Before we dive in, let me share a note on the terminology of stair codes, which are found in chapter 3 of the IRC: A stair is the continuous flight of steps between landings. A stairway is the entire thing—all stairs and landings combined between two floor levels. And there is a maximum stair dimension that must be interrupted with a landing, so Led Zeppelin got it right: You can build a stairway to heaven, but not a single stair.
Rise and Run
Modern stair geometry has been fairly consistent for a few generations, and for good reason. Having ascended and descended stairs since learning how to walk, we have developed muscle memory. Our bodies are trained to navigate stairs safely as long as the rise (the height of each step) and the run (the depth of each step) are within our comfort zone.
For this reason, the IRC provides a maximum riser height of 7¾ in. This is a smaller step than any historical codes required, and there are current government-amended codes where 8¼-in. and even 9-in. risers are allowed. That said, the IRC’s maximum rise is ¾ in. taller than what’s allowed in the International Building Code (IBC) for public stairways.
There is no minimum rise in the IRC; however, to avoid a tripping hazard, I suggest not designing risers less than 4 in., the minimum required by the IBC.
The requirements for stair runs are the opposite. The IRC has a minimum depth of 10 in. but no maximum until it becomes a landing at 36 in. With a minimum 10-in. depth, though, the narrowest tread you could build is still 10¾ inches. This is due to the required nosing projection of ¾ in. to 1¼ in.
The nosing is the leading edge of a tread or landing, and it must project over the tread below. Tread depth is measured from nosing to nosing. If the tread depth is 11 in. or greater, however, no nosing projection is required. This is how concrete steps can be built without a nosing projection.

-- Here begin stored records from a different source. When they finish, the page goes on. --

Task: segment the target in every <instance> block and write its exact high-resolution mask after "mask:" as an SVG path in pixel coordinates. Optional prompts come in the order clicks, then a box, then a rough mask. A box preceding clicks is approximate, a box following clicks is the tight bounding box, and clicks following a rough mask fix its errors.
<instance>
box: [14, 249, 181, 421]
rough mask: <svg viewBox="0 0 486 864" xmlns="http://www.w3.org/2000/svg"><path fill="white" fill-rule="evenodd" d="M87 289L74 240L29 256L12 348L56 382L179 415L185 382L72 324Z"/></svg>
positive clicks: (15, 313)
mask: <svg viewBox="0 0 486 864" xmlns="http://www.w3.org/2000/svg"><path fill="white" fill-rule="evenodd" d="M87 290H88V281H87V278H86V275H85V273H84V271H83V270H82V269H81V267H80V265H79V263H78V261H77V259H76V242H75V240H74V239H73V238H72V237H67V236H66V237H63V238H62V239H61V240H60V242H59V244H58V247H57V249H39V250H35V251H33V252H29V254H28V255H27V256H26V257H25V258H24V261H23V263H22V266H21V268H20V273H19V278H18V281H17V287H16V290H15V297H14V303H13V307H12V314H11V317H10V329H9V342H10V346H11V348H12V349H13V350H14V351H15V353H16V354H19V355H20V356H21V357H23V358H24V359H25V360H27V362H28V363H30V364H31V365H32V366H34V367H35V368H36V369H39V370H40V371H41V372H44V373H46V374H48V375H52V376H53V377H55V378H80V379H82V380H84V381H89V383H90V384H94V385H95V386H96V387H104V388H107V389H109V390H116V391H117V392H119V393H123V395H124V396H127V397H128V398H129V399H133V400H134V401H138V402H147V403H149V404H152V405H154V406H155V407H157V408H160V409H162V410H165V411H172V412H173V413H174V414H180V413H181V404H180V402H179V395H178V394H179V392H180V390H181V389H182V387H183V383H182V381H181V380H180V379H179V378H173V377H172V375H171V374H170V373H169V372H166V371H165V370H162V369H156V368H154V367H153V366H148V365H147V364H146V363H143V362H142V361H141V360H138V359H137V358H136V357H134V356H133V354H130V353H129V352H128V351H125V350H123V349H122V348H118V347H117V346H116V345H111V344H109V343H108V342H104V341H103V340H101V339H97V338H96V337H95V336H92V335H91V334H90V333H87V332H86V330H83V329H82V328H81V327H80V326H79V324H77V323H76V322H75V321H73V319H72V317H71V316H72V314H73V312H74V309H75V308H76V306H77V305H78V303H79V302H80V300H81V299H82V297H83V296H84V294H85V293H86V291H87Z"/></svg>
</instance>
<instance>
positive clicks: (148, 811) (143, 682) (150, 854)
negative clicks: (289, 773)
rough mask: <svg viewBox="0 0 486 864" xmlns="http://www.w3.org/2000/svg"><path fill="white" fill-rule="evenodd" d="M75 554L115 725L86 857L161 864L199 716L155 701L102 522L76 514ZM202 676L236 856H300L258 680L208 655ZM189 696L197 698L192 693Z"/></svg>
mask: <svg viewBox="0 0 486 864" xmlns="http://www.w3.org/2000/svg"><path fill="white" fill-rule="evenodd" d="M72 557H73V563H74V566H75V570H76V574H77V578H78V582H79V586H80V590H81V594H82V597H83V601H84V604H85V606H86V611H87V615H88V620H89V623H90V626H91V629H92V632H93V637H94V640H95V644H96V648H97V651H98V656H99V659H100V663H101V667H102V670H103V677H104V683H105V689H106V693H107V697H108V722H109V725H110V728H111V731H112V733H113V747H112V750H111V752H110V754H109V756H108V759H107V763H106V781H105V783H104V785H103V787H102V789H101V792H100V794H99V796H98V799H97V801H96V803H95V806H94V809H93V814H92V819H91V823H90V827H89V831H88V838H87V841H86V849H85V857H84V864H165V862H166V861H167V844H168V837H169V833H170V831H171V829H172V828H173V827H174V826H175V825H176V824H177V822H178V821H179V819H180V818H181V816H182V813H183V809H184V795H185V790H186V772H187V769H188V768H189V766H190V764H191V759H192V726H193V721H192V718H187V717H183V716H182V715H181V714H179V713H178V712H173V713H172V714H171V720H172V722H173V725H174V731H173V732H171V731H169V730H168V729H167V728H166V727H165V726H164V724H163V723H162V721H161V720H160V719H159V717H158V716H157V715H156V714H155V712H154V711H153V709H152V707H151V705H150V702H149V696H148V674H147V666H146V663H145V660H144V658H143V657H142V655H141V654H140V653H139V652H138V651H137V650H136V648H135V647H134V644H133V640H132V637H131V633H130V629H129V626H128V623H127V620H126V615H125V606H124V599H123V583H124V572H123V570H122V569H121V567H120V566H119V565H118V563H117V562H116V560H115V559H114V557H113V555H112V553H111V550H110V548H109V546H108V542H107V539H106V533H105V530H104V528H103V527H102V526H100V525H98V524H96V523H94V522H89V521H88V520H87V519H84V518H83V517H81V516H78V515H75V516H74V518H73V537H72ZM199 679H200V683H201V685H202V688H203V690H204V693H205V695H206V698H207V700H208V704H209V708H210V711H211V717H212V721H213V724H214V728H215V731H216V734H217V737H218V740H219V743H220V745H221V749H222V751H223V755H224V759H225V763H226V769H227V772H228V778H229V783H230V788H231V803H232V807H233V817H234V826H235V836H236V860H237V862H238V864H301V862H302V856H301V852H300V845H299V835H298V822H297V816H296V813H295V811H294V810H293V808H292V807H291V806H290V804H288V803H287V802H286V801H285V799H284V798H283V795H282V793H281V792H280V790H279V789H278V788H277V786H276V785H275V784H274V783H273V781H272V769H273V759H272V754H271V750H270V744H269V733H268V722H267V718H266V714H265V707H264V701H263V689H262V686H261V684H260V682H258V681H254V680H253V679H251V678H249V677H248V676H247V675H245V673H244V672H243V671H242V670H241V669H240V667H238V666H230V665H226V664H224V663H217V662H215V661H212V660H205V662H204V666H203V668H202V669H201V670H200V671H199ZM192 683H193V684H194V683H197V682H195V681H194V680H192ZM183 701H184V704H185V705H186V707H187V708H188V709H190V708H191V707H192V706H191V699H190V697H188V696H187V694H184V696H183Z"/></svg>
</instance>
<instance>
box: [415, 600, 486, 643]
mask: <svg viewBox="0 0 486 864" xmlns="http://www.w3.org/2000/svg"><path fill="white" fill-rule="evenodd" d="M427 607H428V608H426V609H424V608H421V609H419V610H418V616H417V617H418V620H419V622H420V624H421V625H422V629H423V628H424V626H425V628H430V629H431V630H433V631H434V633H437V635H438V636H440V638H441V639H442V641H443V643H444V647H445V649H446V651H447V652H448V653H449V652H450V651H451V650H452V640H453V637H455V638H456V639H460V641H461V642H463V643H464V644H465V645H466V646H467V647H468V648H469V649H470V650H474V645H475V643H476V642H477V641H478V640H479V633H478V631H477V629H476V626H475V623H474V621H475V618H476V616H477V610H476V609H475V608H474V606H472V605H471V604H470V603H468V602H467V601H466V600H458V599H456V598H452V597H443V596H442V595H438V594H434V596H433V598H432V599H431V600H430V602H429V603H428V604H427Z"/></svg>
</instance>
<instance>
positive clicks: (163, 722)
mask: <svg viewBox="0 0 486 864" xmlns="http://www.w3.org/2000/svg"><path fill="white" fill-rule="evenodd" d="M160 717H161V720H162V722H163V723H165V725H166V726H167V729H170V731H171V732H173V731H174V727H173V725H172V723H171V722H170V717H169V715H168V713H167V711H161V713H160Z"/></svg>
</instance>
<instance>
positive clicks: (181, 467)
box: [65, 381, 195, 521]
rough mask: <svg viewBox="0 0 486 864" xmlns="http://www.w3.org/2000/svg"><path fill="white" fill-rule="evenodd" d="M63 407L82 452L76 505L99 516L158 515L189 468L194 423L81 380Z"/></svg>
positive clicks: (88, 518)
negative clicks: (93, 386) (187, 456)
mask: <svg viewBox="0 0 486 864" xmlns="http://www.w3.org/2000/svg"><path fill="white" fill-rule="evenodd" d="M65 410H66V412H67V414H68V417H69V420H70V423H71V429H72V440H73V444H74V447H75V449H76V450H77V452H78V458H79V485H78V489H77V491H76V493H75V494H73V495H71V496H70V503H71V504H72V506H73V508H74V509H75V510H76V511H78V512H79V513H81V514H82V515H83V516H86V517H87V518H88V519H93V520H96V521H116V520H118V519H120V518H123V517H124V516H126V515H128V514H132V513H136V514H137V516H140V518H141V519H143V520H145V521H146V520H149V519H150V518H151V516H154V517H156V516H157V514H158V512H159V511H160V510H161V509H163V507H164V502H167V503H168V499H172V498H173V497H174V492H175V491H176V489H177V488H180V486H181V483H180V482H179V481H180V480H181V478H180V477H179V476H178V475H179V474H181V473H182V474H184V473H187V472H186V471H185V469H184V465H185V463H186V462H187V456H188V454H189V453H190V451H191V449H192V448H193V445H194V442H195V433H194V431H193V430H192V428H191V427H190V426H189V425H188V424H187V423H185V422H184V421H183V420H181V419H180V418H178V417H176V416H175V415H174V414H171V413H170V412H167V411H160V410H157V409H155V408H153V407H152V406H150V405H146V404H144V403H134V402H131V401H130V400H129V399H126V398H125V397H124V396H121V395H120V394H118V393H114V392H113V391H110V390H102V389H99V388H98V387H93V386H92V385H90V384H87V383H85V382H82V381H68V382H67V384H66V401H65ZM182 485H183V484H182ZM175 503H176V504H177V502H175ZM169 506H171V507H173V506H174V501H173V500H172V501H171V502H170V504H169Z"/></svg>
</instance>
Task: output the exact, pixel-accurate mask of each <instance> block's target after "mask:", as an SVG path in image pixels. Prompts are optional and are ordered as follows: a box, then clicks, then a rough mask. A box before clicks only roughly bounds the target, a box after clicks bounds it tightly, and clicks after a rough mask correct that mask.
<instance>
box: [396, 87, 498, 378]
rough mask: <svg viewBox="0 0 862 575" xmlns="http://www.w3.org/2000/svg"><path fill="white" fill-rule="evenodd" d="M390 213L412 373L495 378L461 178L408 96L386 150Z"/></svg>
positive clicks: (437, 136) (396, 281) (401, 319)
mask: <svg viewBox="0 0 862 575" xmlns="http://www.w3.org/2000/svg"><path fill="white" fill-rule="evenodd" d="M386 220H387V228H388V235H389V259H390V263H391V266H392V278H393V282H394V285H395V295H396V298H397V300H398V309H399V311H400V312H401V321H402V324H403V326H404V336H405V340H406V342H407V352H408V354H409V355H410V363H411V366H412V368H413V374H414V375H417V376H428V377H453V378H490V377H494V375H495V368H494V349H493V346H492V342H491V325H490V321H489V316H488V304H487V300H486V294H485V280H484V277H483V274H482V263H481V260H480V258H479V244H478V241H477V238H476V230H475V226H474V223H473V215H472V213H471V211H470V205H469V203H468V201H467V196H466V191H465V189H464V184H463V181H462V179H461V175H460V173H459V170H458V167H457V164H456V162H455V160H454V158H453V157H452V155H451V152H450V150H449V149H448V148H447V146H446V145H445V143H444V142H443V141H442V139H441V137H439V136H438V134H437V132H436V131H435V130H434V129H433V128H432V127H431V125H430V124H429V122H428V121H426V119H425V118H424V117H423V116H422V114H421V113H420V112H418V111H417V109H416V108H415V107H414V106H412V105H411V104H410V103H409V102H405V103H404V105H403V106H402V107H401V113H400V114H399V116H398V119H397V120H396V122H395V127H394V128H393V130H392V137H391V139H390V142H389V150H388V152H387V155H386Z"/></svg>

Our brains quickly recognize the depth and height of the first few steps of a flight of stairs and expect the same from the rest. This is what drives the requirement for the rise, run, and nosing projections all to be uniform (within 3/8 in.) in a flight of stairs.
If the shallowest riser in a flight of stairs is 7¼ in., then the tallest riser in the flight can’t be more than 75/8 in., and all the others must fall within the same range. This is for each flight of stairs between landings. A landing breaks that rhythm and allows for different dimensions for the next flight of stairs, which could have 6-in. risers.
Using stairs can be tiring, so the IRC limits how far a person must climb or descend before being provided a landing to rest. The maximum total rise of a single flight of stairs between landings has increased twice over the last decade, coming in today at 12 ft. 7 in. There are some tricky codes for stair landings that provide maximum design freedom, and I discussed those in FHB #298.
Headroom and Handrails
Although we walk stairs enough that we frequently do it without looking down at the steps, we probably aren’t looking at the ceiling either—tall people like me with painful memories excluded. For this reason, there needs to be a minimum ceiling height of 6 ft. 8 in. above stairs and landings.
On the stairs, this is measured from the nosing (or leading edge) of each tread. Often this clearance is overlooked at the edge of the floor opening above the bottom tread and when wall sconces are installed on a stairway wall.
The minimum width of stairs is easy to cite and common to many because it is the same as hallways: 36 in. What may not be common knowledge is that this width is only required above the handrail height.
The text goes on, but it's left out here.